Latest Buzz on Sun, IBM Deal Talks
Whether it is mere speculation or a fact , the combination of two IT giants — IBM and Sun Microsystems — will surely alter the dynamics of the IT services market.
Of recent times, everybody is racing to offer hardware-software services and own data centres. We have seen that happen with Cisco s Unified Computing Systems, HP bought EDS, now IBM is looking at Sun.
There is no official comment from the two companies, but if the deal goes through it will give IBM a bigger control of the market and make it a fitting rival for HP, Dell and Microsoft.
Together, IBM and Sun would have about 65% of the market for server computers running the Unix operating system and 42% of the total server market, measured by the dollar value of the market.
Like Sun’s Java and Solaris, the operating systems have gained substantial market share over the years. Similarly, Sun could give it some extra hardware market share specifically in servers.
However, reports indicate that Sun has not been doing well ever since the global recession began last September. Reports indicate that IBM may pay at least $6.5 billion in cash for the deal, which would be a 100% premium over Tuesday’s closing price for Sun.
In last year’s fourth quarter, IBM led in the global server market revenue with $4.9 billion in sales, about 36% of the market. HP was No. 2 with $3.9 billion in sales ie, about 29% of the market. Dell, with $1.4 billion in sales, and Sun, with about $1.3 billion, were a distant No. 3 and No. 4.
However, Sun’s Solaris servers have a strong presence in the premium market, which is seen as more profitable.

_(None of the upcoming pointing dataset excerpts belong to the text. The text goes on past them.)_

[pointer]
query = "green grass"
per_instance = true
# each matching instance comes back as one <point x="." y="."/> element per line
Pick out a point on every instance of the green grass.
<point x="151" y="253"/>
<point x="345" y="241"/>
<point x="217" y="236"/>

That is why that valuation may be justifiable for IBM.
But Sun’s recent acquisition of StorageTek for $4.1 billion was termed as a hogwash, mainly because it did not go well with Sun and ended up in cold waters.
With customers like HDFC Bank, Punjab National Bank (PNB) and Tata Teleservices, Sun’s strong presence in the financial services and telecom domains has been the envy of its rivals.
But in case of a merger, issues like having a number of common customers and how to merge the two global brands will come up. As a Sun employee, said, Sun employees are concerned about the future of our products if the acquisition happens, since there is a significant overlap between our products and that of IBM s.
Sun’s corporate communications office terms it as a mere speculation and refused to comment on the rumour . So did the IBM communication team, saying they have no reactions from their headquarters and cannot comment on the issue.
Meanwhile, T.R. Madan Mohan, managing partner, Browne and Mohan, said that the WSJ picked up the news from the blog of a Sun employee.
According to him, the deal may not come through, but given the market cap of Sun, which is just about $ 2 billion, and IBM is supposed to have quoted $ 6.5 to $ 6.8 billion that is a very good valuation for a company that has been dithering.
Similarly, Sun’s strengths are in government, BFSI and telecom. In telecom, it has some marque clients such as NTTDocomo, Dialog, Telefunken, Vodafone, etc which run mission-critical applications.
IBM has not been able to move into these accounts globally, unlike the easy entry the company had with Bharti Airtel, Aircel, Vodafone, Idea in India. By acquiring Sun, IBM will get access to these critical markets and benefit from the Java/My SQL communities.